We disagree with Hartford that Vesceras statements in his criminal proceedings require a different conclusion under the doctrine of judicial estoppel. Hartford has not explained how Vesceras statements could estop First One, which was not a party to the criminal proceedings. See, e.g., Kobold v. Good Samaritan Regl Med. Ctr., 832 F.3d 1024, 1044–45 (9th Cir. 2016) (judicial estoppel did not apply to party who did not make prior statement). Nor has Hartford shown that Vesceras statements in the criminal proceedings were “clearly inconsistent” with Appellants’ position here. Id. at 1045 (quotations omitted). In both instances, Vescera and Appellants maintained that NACA had no obligation to pay homeowners, even as they may have hoped that NACA would do so.

b. Hartfords alternate argument that California Insurance Code § 533 precludes coverage similarly fails. Section 533 states that “[a]n insurer is not liable for a loss caused by the wilful act of the insured․” Cal. Ins.

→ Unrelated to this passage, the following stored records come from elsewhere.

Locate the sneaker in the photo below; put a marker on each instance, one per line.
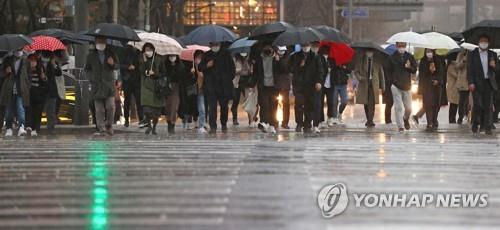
(263, 127)
(271, 129)
(316, 130)
(21, 132)
(8, 133)
(407, 124)
(202, 130)
(330, 121)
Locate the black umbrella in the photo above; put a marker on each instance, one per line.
(270, 31)
(10, 42)
(114, 31)
(65, 36)
(298, 36)
(490, 28)
(204, 35)
(332, 34)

Code § 533. We previously held that the claims in NACAs complaint did not fall under § 533 because “the Lanham Act trademark infringement claim ․ did not require a showing of willfulness” and at least some claims in the complaint were not “ ‘inseparably intertwined’ with willful conduct.” First One Lending II, 755 F. Appx at 710–711 (quoting Unified W. Grocers, 457 F.3d at 1114). While this appeal involves the duty to indemnify, the NACA settlement included payment for the Lanham Act claims and Hartford has not shown that all or part of the $1.5 million settlement was for willful conduct, for the reasons we explained above.

c. Nor does the settlement fall within the policys exclusion of personal and advertising injury resulting from the rendering of, or the failure to render, financial services. We previously rejected Hartfords argument that NACAs lawsuit only included claims concerning financial services “because at least some of those claims bore an insufficient causal nexus with financial services.” First One Lending II, 755 F. Appx at 711. The NACA settlement agreement only included covered claims and in arguing otherwise, Hartford points to the same evidence we rejected in First One Lending II.

2. The district court correctly granted summary judgment for Hartford on Appellants’ claims that Hartford denied insurance coverage in bad faith. To show a bad faith denial of coverage, a plaintiff must prove that “(1) benefits due under the policy were withheld; and (2) the reason for withholding benefits was unreasonable or without proper cause.” Guebara v. Allstate Ins. Co., 237 F.3d 987, 992 (9th Cir. 2001). While we previously concluded that Hartford had to defend Appellants in the NACA litigation and now conclude Hartford must indemnify Appellants for the NACA settlement, Hartford did not act unreasonably in denying coverage, particularly given Vesceras statements during his criminal trial.

3. The district court correctly granted summary judgment for Hartford on Appellants’ punitive damages claim. Because Appellants cannot show bad faith, they necessarily failed to meet the higher standard for punitive damages. See Tibbs v. Great Am. Ins. Co., 755 F.2d 1370, 1375 (9th Cir. 1985).

* * *

We reverse the district courts grant of summary judgment to Hartford on Appellants’ claim for $1.5 million in indemnification and direct the district court to enter judgment for Appellants on that claim. We affirm the district courts grant of summary judgment to Hartford on Appellants’ bad faith and punitive damages claims. The matter is remanded for proceedings consistent with this decision. The parties shall bear their own costs on appeal.

AFFIRMED IN PART, REVERSED IN PART, AND REMANDED.